My data has several categorical features with multiple labels (multilabel) per record spread over multiple rows.
myDf <- data.frame(myGroup = c("A", "B", "B", "C", "C", "C"),
myFruit = as.factor(c("apple", "apple", "banana", "apple", "lime", "lemon")),
myCode = as.factor(c("AAA", "AAA", "CCC", "AAA", "BBB", "CCC")))
myDf
myGroup myFruit myCode
A apple AAA
B apple AAA
B banana CCC
C apple AAA
C lime BBB
C lemon CCC
The expected output would look like:
myGroup apple banana lemon lime AAA BBB CCC
A 1 0 0 0 1 0 0
B 1 1 0 0 1 0 1
C 1 0 1 1 1 1 1
How can I one-hot encode this multi label data?
I am including a self-answer, however I suspect there is a better way to do this.

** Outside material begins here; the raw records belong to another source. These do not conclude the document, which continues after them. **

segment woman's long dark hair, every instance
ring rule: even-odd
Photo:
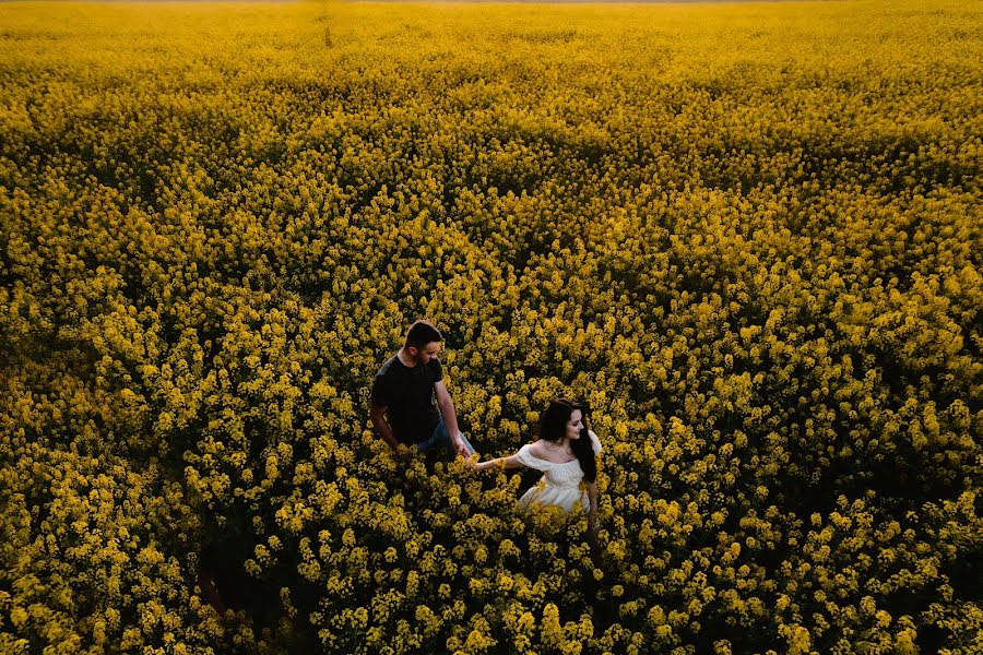
[[[587,416],[588,412],[584,406],[567,398],[556,398],[550,401],[549,406],[540,420],[540,438],[546,441],[561,441],[567,433],[567,424],[575,410],[580,409],[583,414],[583,428],[580,430],[580,439],[570,440],[570,449],[577,455],[580,462],[580,469],[583,471],[583,478],[588,483],[597,479],[597,458],[594,455],[594,446],[591,444],[591,438],[588,434]]]

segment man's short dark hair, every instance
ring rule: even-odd
[[[421,349],[431,342],[442,342],[440,331],[429,321],[416,321],[406,332],[406,346]]]

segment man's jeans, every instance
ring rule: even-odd
[[[474,454],[474,446],[467,441],[467,437],[461,434],[461,438],[464,440],[464,448],[467,449],[467,454]],[[447,426],[443,425],[443,418],[437,424],[437,427],[434,428],[434,433],[430,434],[429,439],[424,439],[423,441],[416,442],[416,450],[421,453],[425,453],[429,450],[434,450],[436,448],[445,448],[450,454],[455,454],[454,451],[454,442],[451,440],[450,434],[447,431]]]

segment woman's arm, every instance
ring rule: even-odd
[[[588,512],[588,531],[591,534],[595,534],[597,532],[597,483],[590,483],[587,487],[588,498],[591,503],[591,509]]]
[[[488,471],[489,468],[519,468],[522,466],[522,462],[519,461],[517,455],[509,455],[508,457],[496,457],[495,460],[488,460],[487,462],[478,462],[474,465],[478,471]]]

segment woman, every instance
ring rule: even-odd
[[[587,428],[583,408],[572,401],[557,398],[549,403],[540,421],[537,441],[523,445],[514,455],[473,466],[479,471],[496,466],[542,471],[542,479],[519,499],[519,507],[555,504],[571,512],[579,501],[593,529],[597,524],[596,457],[600,453],[601,441]]]

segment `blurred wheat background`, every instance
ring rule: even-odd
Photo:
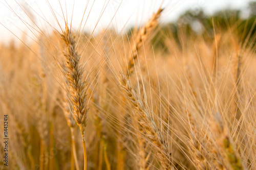
[[[32,36],[0,44],[0,169],[256,169],[248,7],[247,17],[189,11],[166,23],[159,6],[145,23],[96,34],[73,27],[67,7],[49,32],[22,8]]]

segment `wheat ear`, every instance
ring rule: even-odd
[[[66,46],[63,51],[66,66],[66,77],[68,82],[67,90],[73,105],[73,117],[80,128],[84,155],[84,169],[87,169],[87,158],[84,137],[85,128],[87,125],[89,107],[87,103],[87,86],[83,81],[84,69],[80,63],[80,56],[76,50],[77,42],[71,34],[68,24],[62,32],[61,39]]]
[[[157,12],[152,15],[151,19],[139,31],[139,34],[135,38],[134,45],[132,48],[131,53],[128,57],[129,59],[127,70],[128,75],[132,72],[132,69],[134,66],[134,60],[138,57],[137,51],[141,47],[144,41],[158,23],[158,19],[160,17],[161,13],[163,10],[163,9],[159,8]]]
[[[65,116],[65,118],[67,120],[67,122],[68,123],[68,125],[70,129],[70,132],[71,133],[71,140],[72,140],[72,153],[73,156],[73,160],[75,162],[75,165],[76,166],[76,170],[80,169],[78,161],[77,159],[77,155],[76,154],[76,144],[75,142],[75,121],[74,118],[72,117],[72,115],[71,114],[70,109],[69,108],[68,101],[67,101],[66,99],[64,99],[64,101],[63,102],[63,112],[64,115]]]
[[[124,74],[121,74],[119,83],[123,94],[136,113],[137,121],[145,132],[146,137],[152,142],[151,146],[156,153],[163,167],[165,169],[170,169],[172,166],[168,144],[152,117],[153,112],[143,105],[140,97],[133,89],[129,79]]]

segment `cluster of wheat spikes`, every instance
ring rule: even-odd
[[[0,45],[11,134],[0,169],[256,169],[255,47],[238,23],[175,35],[163,12],[126,34],[84,35],[66,18]]]

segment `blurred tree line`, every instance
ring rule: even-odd
[[[214,32],[223,33],[230,31],[236,34],[244,46],[253,48],[256,40],[256,2],[250,2],[246,9],[226,9],[209,16],[203,11],[188,11],[174,23],[162,25],[152,40],[156,47],[166,48],[166,35],[173,37],[177,43],[183,43],[181,34],[202,36],[206,41],[212,41]]]

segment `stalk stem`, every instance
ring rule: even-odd
[[[77,160],[77,156],[76,155],[76,143],[75,142],[75,135],[74,134],[74,128],[70,127],[70,131],[71,131],[71,138],[72,140],[72,150],[73,150],[74,160],[75,161],[75,165],[76,166],[76,170],[79,170],[80,169],[79,166],[78,164],[78,161]]]
[[[87,155],[86,154],[86,140],[84,139],[84,127],[80,126],[80,130],[81,131],[81,135],[82,135],[82,148],[83,149],[83,169],[87,169]]]

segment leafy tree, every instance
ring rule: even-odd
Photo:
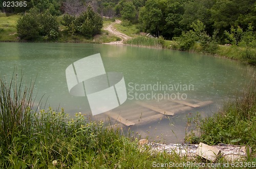
[[[33,40],[39,37],[39,25],[34,14],[27,13],[18,20],[17,33],[21,39]]]
[[[183,32],[180,37],[174,38],[179,42],[181,50],[188,50],[196,42],[200,43],[203,51],[214,54],[218,48],[216,36],[218,30],[215,32],[215,36],[210,37],[204,31],[205,25],[202,22],[197,20],[196,23],[193,22],[190,27],[193,30],[188,32]]]
[[[75,34],[80,34],[90,38],[93,35],[100,33],[103,26],[103,21],[99,14],[95,13],[91,6],[87,7],[86,12],[78,17],[65,15],[62,24],[68,29],[68,32],[73,36]]]
[[[33,0],[31,1],[30,6],[37,8],[39,12],[48,10],[52,15],[61,14],[60,0]]]
[[[161,4],[157,0],[148,0],[144,7],[141,8],[139,13],[139,21],[144,30],[153,35],[159,36],[162,22],[164,21]]]
[[[171,39],[181,33],[183,6],[183,0],[148,0],[140,8],[139,20],[145,31]]]
[[[17,33],[21,39],[34,40],[39,37],[53,40],[59,35],[58,23],[56,17],[49,11],[39,13],[37,9],[32,9],[18,19]]]
[[[70,15],[79,15],[86,10],[86,6],[81,0],[66,0],[63,3],[65,13]]]
[[[205,31],[212,34],[214,31],[213,22],[211,20],[211,8],[216,1],[195,0],[184,4],[184,13],[180,23],[184,30],[189,30],[190,25],[197,20],[205,25]]]
[[[164,14],[165,25],[163,26],[162,35],[172,38],[181,34],[180,21],[184,14],[184,3],[183,1],[169,0]]]
[[[253,51],[256,48],[256,36],[252,23],[249,24],[246,31],[239,26],[237,28],[231,26],[230,32],[225,31],[225,35],[227,37],[226,41],[238,48],[245,60],[256,65],[256,54]]]
[[[134,22],[136,18],[137,13],[135,6],[131,2],[124,3],[121,12],[122,18],[131,22]]]

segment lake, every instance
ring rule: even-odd
[[[131,122],[135,135],[167,143],[183,141],[187,115],[212,115],[224,101],[239,96],[255,76],[248,65],[198,53],[126,45],[30,43],[0,43],[0,75],[10,78],[16,67],[26,80],[36,77],[35,104],[44,96],[47,107],[88,115],[88,100],[70,94],[65,71],[74,62],[98,53],[106,72],[122,73],[127,99],[109,114],[93,118],[110,119],[113,125],[115,118],[124,124],[120,124],[124,130]]]

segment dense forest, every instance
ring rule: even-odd
[[[31,0],[27,3],[25,8],[2,8],[20,13],[35,8],[40,12],[48,10],[52,15],[78,16],[90,5],[102,16],[119,16],[139,22],[141,31],[169,40],[193,30],[193,23],[198,21],[203,24],[207,35],[211,36],[218,31],[222,43],[226,42],[225,31],[232,27],[243,31],[249,25],[254,31],[256,29],[254,0]]]

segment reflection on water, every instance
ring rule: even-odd
[[[106,44],[0,43],[0,51],[1,76],[10,77],[15,66],[22,69],[28,80],[36,77],[36,102],[44,95],[45,100],[48,98],[47,106],[50,103],[53,108],[59,106],[71,114],[88,113],[90,106],[84,97],[69,94],[65,70],[79,59],[100,53],[106,72],[123,74],[127,92],[125,102],[109,115],[124,124],[134,123],[130,127],[135,133],[166,142],[183,141],[186,115],[197,112],[210,115],[223,101],[239,95],[255,76],[253,69],[234,61],[167,49]],[[208,101],[212,102],[196,106]],[[165,115],[165,111],[174,115]],[[105,115],[95,118],[104,119]]]

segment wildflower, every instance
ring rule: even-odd
[[[52,164],[53,164],[53,165],[55,166],[56,165],[57,165],[57,160],[53,160],[52,161]]]

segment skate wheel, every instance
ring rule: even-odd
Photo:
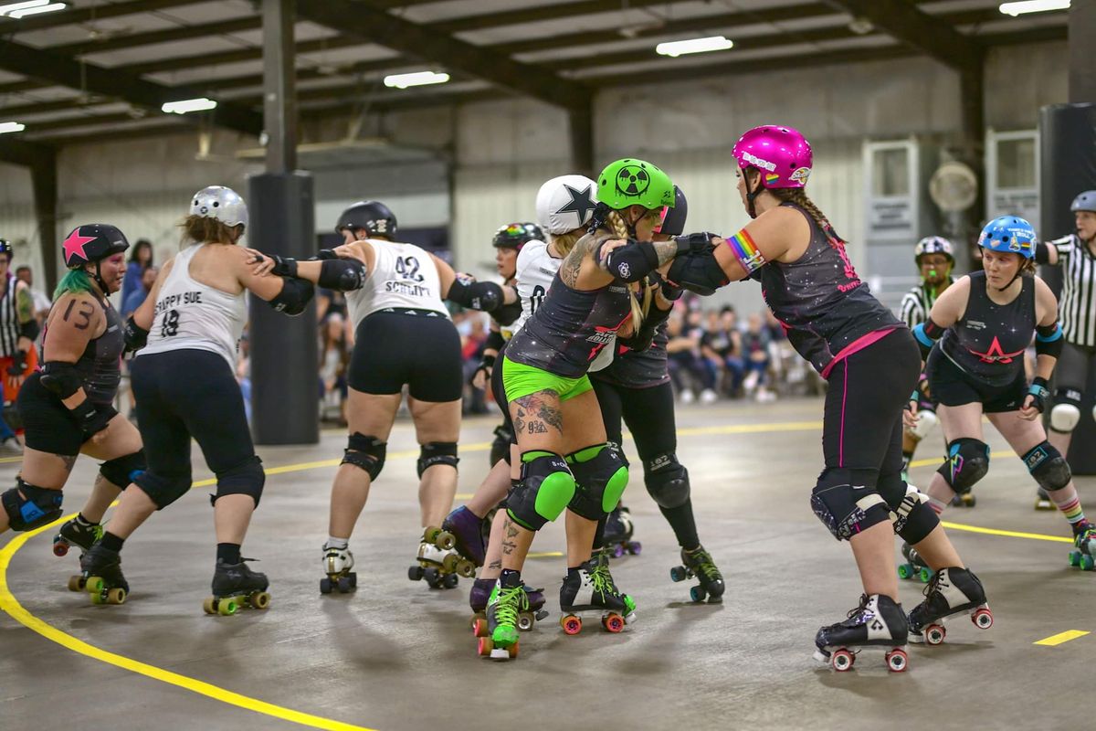
[[[838,673],[852,670],[854,662],[856,662],[856,655],[845,649],[836,650],[830,655],[830,664]]]
[[[887,667],[892,673],[904,673],[905,669],[910,664],[910,658],[906,655],[905,650],[900,648],[894,648],[887,653]]]

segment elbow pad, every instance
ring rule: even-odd
[[[454,301],[461,307],[473,310],[493,312],[502,307],[505,301],[505,294],[494,282],[472,282],[465,284],[460,277],[453,281],[449,294],[445,296],[449,301]]]
[[[312,295],[316,293],[312,283],[305,279],[282,279],[282,292],[267,304],[274,311],[284,312],[289,317],[300,315],[308,307],[308,302],[312,301]]]
[[[601,258],[601,248],[597,255]],[[659,254],[650,241],[629,241],[605,258],[605,271],[625,282],[639,282],[658,267]]]
[[[356,259],[326,259],[318,284],[324,289],[352,292],[365,286],[365,264]]]

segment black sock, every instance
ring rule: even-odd
[[[218,563],[239,563],[240,544],[217,544]]]
[[[123,544],[126,542],[126,539],[118,538],[113,533],[107,530],[106,533],[103,534],[103,540],[101,542],[103,544],[103,548],[110,549],[112,551],[121,551]]]

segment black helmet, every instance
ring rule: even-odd
[[[674,207],[666,208],[666,215],[662,218],[662,224],[655,233],[666,236],[681,236],[685,232],[685,218],[688,216],[688,201],[682,190],[674,185]]]
[[[369,236],[396,236],[396,215],[379,201],[358,201],[339,216],[335,232],[362,229]]]
[[[536,224],[507,224],[494,232],[491,244],[495,249],[522,250],[529,241],[544,241],[545,232]]]

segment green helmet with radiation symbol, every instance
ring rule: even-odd
[[[650,162],[624,158],[610,162],[597,176],[597,199],[613,210],[637,204],[650,210],[673,208],[674,183]]]

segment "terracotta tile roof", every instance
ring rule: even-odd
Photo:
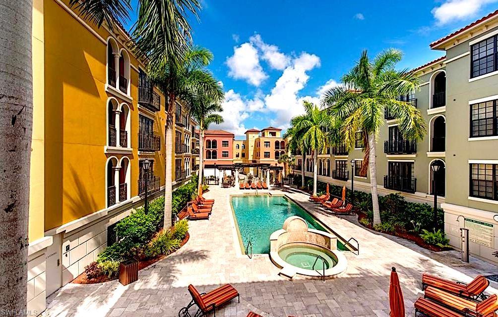
[[[227,135],[235,136],[233,133],[231,133],[228,131],[224,130],[207,130],[204,131],[204,135],[206,134],[224,134]]]
[[[425,68],[427,66],[430,66],[432,64],[437,64],[439,62],[441,62],[442,61],[444,61],[446,58],[446,56],[441,56],[439,58],[436,59],[434,60],[434,61],[431,61],[429,62],[429,63],[428,63],[427,64],[425,64],[423,65],[422,65],[421,66],[419,66],[417,68],[415,68],[415,69],[414,69],[412,70],[411,71],[412,72],[416,72],[417,71],[418,71],[419,70],[421,70],[423,68]]]
[[[450,38],[451,38],[452,37],[456,36],[457,35],[458,35],[460,34],[460,33],[462,33],[462,32],[464,32],[464,31],[466,31],[467,30],[468,30],[469,29],[472,28],[472,27],[474,27],[476,25],[477,25],[478,24],[479,24],[480,23],[481,23],[485,21],[486,20],[488,20],[489,19],[491,19],[491,18],[493,18],[493,17],[494,17],[496,16],[497,15],[498,15],[498,10],[497,10],[495,12],[492,12],[492,13],[490,13],[489,14],[488,14],[488,15],[486,15],[486,16],[484,16],[483,17],[481,18],[480,19],[479,19],[477,21],[475,21],[474,22],[473,22],[472,23],[471,23],[471,24],[469,24],[468,25],[467,25],[466,26],[464,26],[464,27],[462,28],[460,30],[458,30],[458,31],[456,31],[454,32],[453,33],[451,33],[451,34],[449,34],[448,35],[447,35],[446,36],[445,36],[443,38],[439,39],[437,41],[435,41],[434,42],[433,42],[432,43],[431,43],[430,47],[432,49],[434,49],[435,47],[437,46],[439,44],[440,44],[441,43],[443,43],[443,42],[445,42],[445,41],[446,41],[450,39]]]

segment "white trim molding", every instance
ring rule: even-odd
[[[442,113],[443,112],[446,112],[446,106],[443,106],[443,107],[438,107],[437,108],[431,108],[430,109],[427,109],[427,114],[429,115],[436,114],[436,113]]]

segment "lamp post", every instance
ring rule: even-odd
[[[148,182],[148,176],[149,176],[149,167],[150,166],[150,162],[148,159],[145,158],[145,160],[142,162],[142,168],[143,169],[143,172],[145,173],[145,213],[147,214],[147,212],[149,210],[149,202],[147,199],[147,195],[148,193],[147,192],[147,183]]]
[[[439,170],[439,165],[433,163],[431,165],[432,170],[432,194],[434,195],[434,210],[432,223],[435,230],[437,224],[437,192],[436,191],[436,173]]]
[[[351,204],[355,205],[355,160],[351,160]]]

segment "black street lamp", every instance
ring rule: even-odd
[[[436,191],[436,173],[439,170],[439,165],[433,163],[431,165],[432,170],[432,194],[434,195],[434,210],[432,223],[435,230],[437,224],[437,192]]]
[[[150,162],[147,158],[146,158],[144,161],[142,162],[142,168],[143,169],[143,172],[144,173],[145,173],[145,203],[144,209],[146,215],[147,214],[147,213],[149,210],[149,202],[147,197],[148,194],[148,193],[147,192],[147,183],[148,182],[149,167],[150,166]]]
[[[351,204],[355,205],[355,160],[351,160]]]

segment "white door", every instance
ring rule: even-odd
[[[47,253],[45,253],[47,297],[62,286],[62,263],[61,256],[62,245],[61,243],[61,235],[56,235],[53,238],[53,242],[47,248]]]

For example. there are 20 fields in need of encoding, should I use repeat mutate/spread 20 times?
Building on great answers in R
like: One Hot Encoding From Multiple Rows in R
and in Python
like: How could I do one hot encoding with multiple values in one cell?
myDf %>%
mutate(n = 1)%>%
spread(myFruit, n, fill = 0, sep = "_") %>%
mutate(n = 1)%>%
spread(myCode, n, fill = 0, sep = "_") %>%
group_by(myGroup) %>%
summarise(across(.cols = everything(), max))
myGroup myFruit_apple myFruit_banana myFruit_lemon myFruit_lime myCode_AAA myCode_BBB myCode_CCC
A 1 0 0 0 1 0 0
B 1 1 0 0 1 0 1
C 1 0 1 1 1 1 1
..............
EDIT:
Thanks to answer https://stackoverflow.com/a/52911170/10276092 I discovered the mltools::one_hot
function which automatically encodes all unordered factors in each row, then combined with a group summarise step produces the expected result:
library(mltools)
library(data.table)
one_hot(as.data.table(myDf))%>%
group_by(myGroup) %>%
summarise(across(.cols = everything(), max))
myGroup myFruit_apple myFruit_banana myFruit_lemon myFruit_lime myCode_AAA myCode_BBB myCode_CCC
1 A 1 0 0 0 1 0 0
2 B 1 1 0 0 1 0 1
3 C 1 0 1 1 1 1 1